After providing the collateral, however, Lessees again attempted to cancel the LC; again, Successor inexplicably refused. Thereafter, Lessees sued Successor but that action was abandoned after failing to serve Successor with a complaint. Nearly a decade later, Lessees sued Successor for conversion, breach of contract, unjust enrichment, including a request for punitive damages. Following discovery, Successor moved for summary judgment seeking to dismiss the complaint. The Supreme Court of New York, Kalish, J., granted summary judgment in favor of Successor.

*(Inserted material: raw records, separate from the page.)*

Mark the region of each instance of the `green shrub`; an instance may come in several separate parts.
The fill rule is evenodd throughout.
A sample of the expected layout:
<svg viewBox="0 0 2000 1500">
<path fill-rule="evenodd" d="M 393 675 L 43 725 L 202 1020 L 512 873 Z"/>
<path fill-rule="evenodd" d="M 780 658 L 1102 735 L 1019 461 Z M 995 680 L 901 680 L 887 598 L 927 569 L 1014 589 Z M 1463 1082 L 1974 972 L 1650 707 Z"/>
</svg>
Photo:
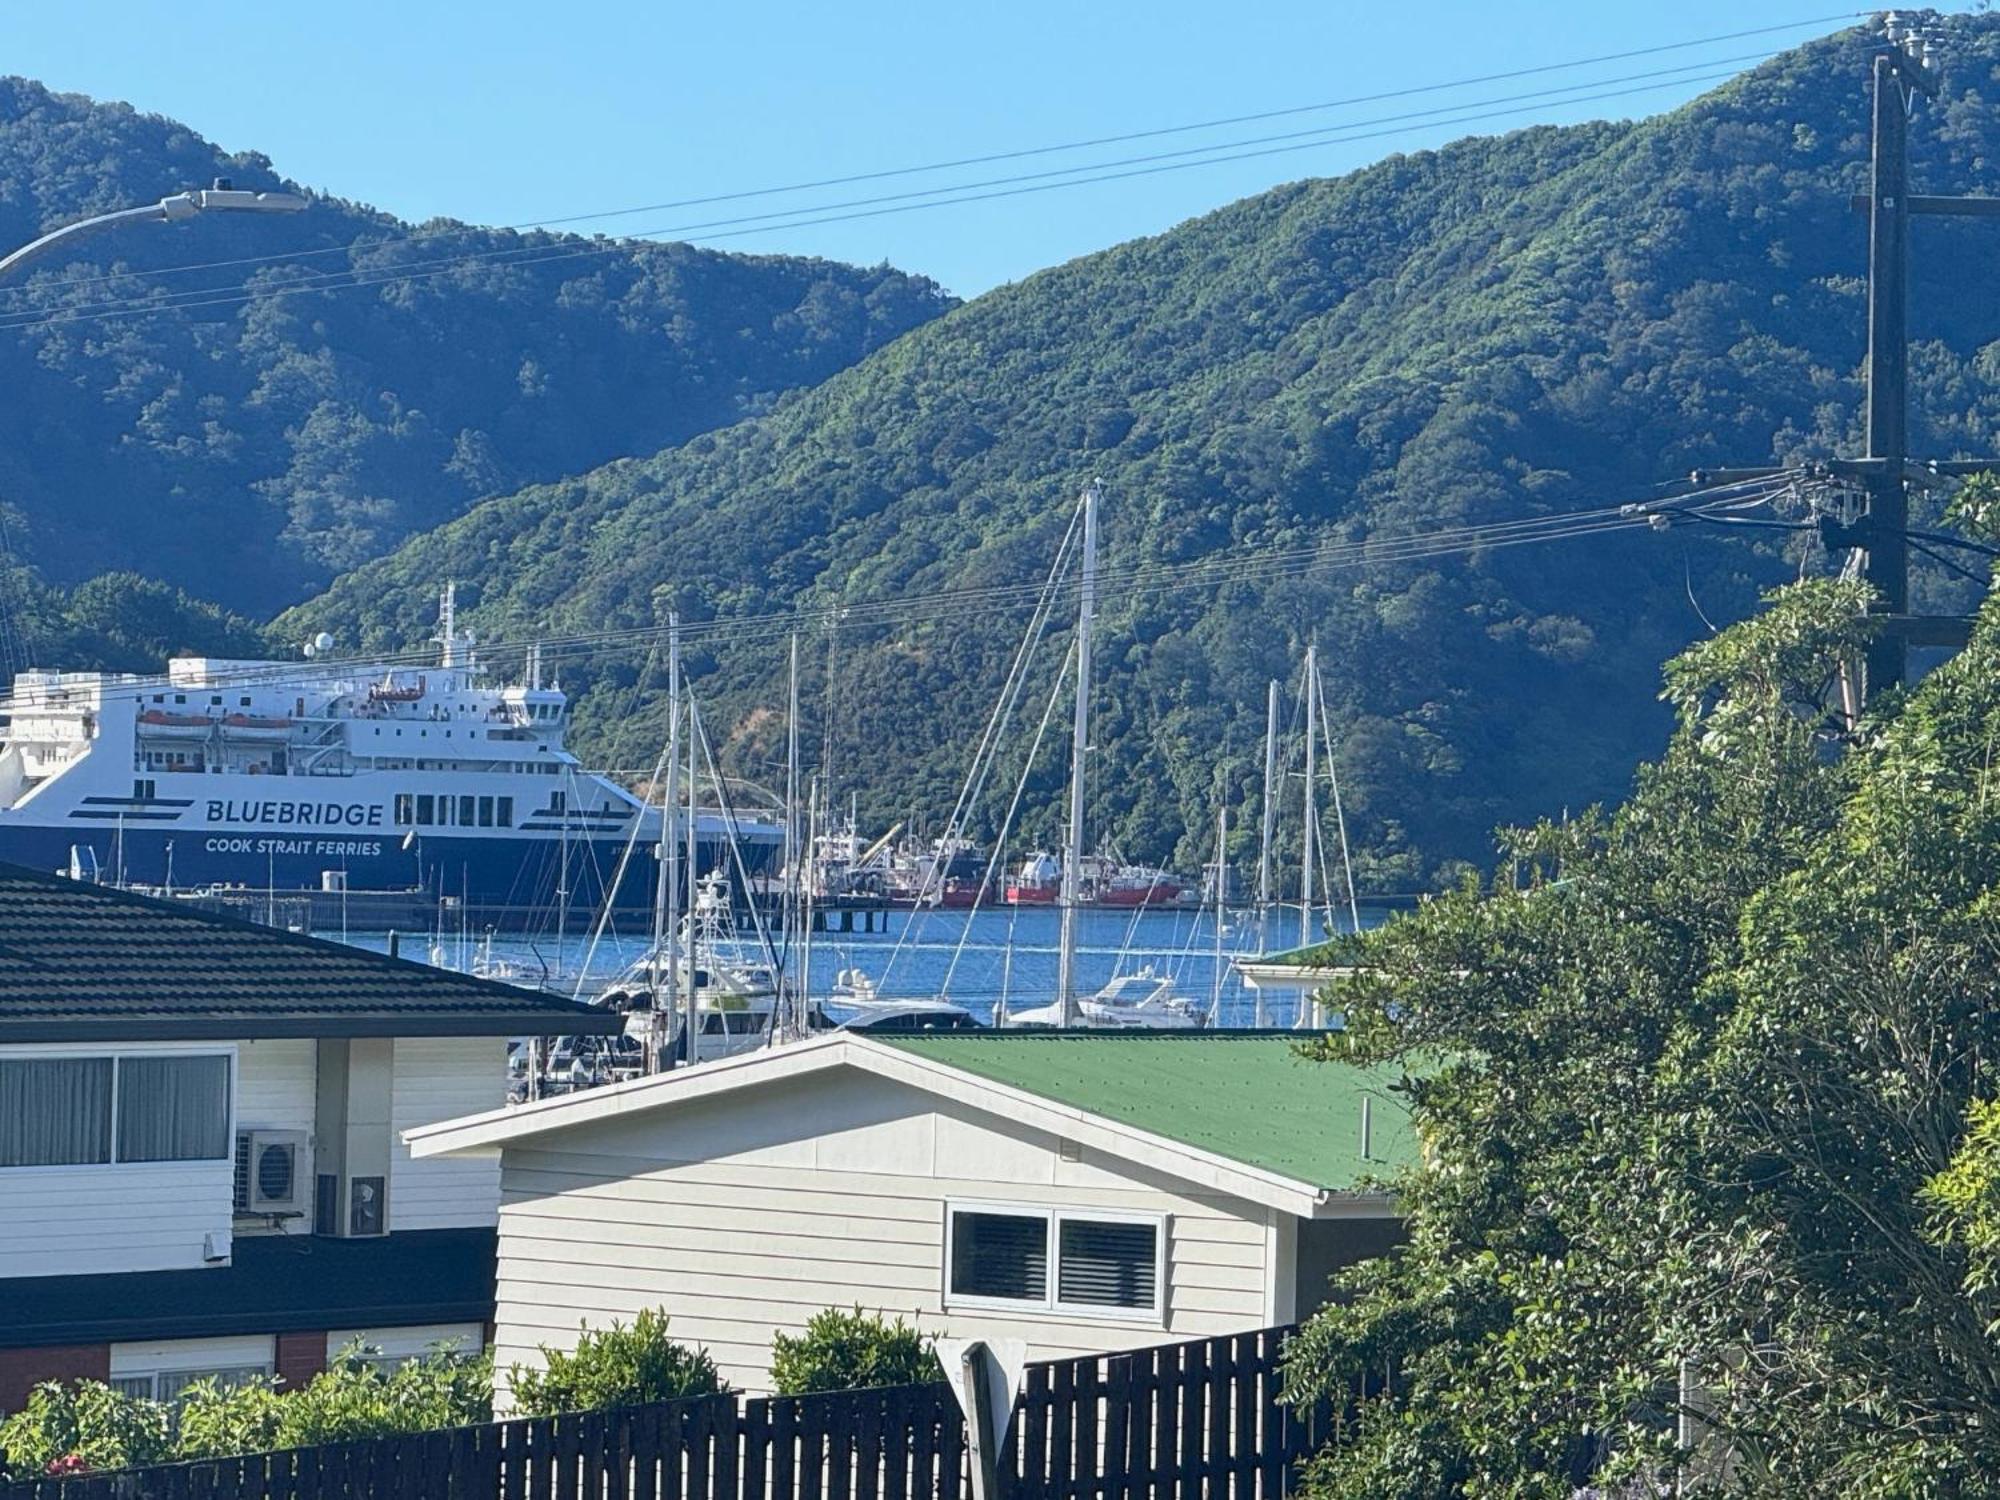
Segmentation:
<svg viewBox="0 0 2000 1500">
<path fill-rule="evenodd" d="M 15 1479 L 156 1463 L 172 1442 L 168 1409 L 101 1380 L 47 1381 L 0 1422 L 0 1462 Z"/>
<path fill-rule="evenodd" d="M 706 1349 L 691 1349 L 667 1337 L 667 1314 L 649 1308 L 627 1328 L 613 1319 L 609 1328 L 586 1328 L 576 1352 L 542 1345 L 544 1367 L 515 1365 L 507 1373 L 514 1409 L 545 1417 L 564 1411 L 601 1411 L 713 1396 L 723 1389 Z"/>
<path fill-rule="evenodd" d="M 6 1473 L 30 1478 L 129 1468 L 350 1438 L 428 1432 L 493 1415 L 493 1359 L 440 1347 L 393 1369 L 350 1344 L 295 1391 L 271 1377 L 200 1380 L 174 1402 L 124 1396 L 98 1380 L 35 1388 L 0 1423 Z"/>
<path fill-rule="evenodd" d="M 900 1317 L 885 1322 L 859 1307 L 816 1312 L 804 1333 L 771 1340 L 771 1384 L 781 1396 L 919 1385 L 944 1379 L 928 1334 Z"/>
<path fill-rule="evenodd" d="M 349 1344 L 280 1403 L 277 1446 L 304 1448 L 391 1432 L 465 1427 L 493 1416 L 493 1356 L 438 1347 L 385 1368 Z"/>
<path fill-rule="evenodd" d="M 281 1392 L 277 1377 L 224 1383 L 197 1380 L 169 1410 L 172 1458 L 217 1458 L 289 1446 L 279 1436 L 284 1409 L 297 1396 Z"/>
</svg>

Successor argued that the complaint was untimely as the claims brought by Lessees accrued when Successor released the collateral but failed to cancel the LC. Lessees argued that the limitations period ought to be extended under the continuing wrong doctrine. Apparently, the savings account into which Lessees deposited USD 25,000 was subsequently marked as “pending miscellaneous debit”, thus constituting an “improper restraint” on Lessees’ funds. During discovery, however, Lessees conceded that since having filed their second complaint, the funds became accessible and they had made “substantial withdrawals”. The Judge noted that application of the continuing wrong doctrine would be inappropriate as there was no evidence of continued wrongful acts following Successor’s failure to cancel the LC; moreover, there was no evidence that “funds were ever removed” from the savings account and Lessees failed to point to any “damages arising from the alleged restriction on the funds”. The Judge noted that New York law provides a three year limitations period for conversion; a general six-year period for breach of contract claims; and, where the breach claim is based on the same facts as an unjust enrichment claim, the equitable claim also carries a six-year limitations period. Accordingly, the Judge dismissed the conversion, breach of contract and unjust enrichment claims as time barred. While Lessees argued they were entitled to some damages pursuant to Successor’s rules of deposit, the Judge noted that Lessees had conceded that they never agreed to Successor’s rules of deposit. Lessees had only agreed to Issuer’s rules.

Lessees’ final claims for attorneys’ fees and punitive damages were also dismissed as Lessees failed to establish any basis on which fees could be afforded and also failed to provide any evidence of “willful misconduct” justifying punitive damages.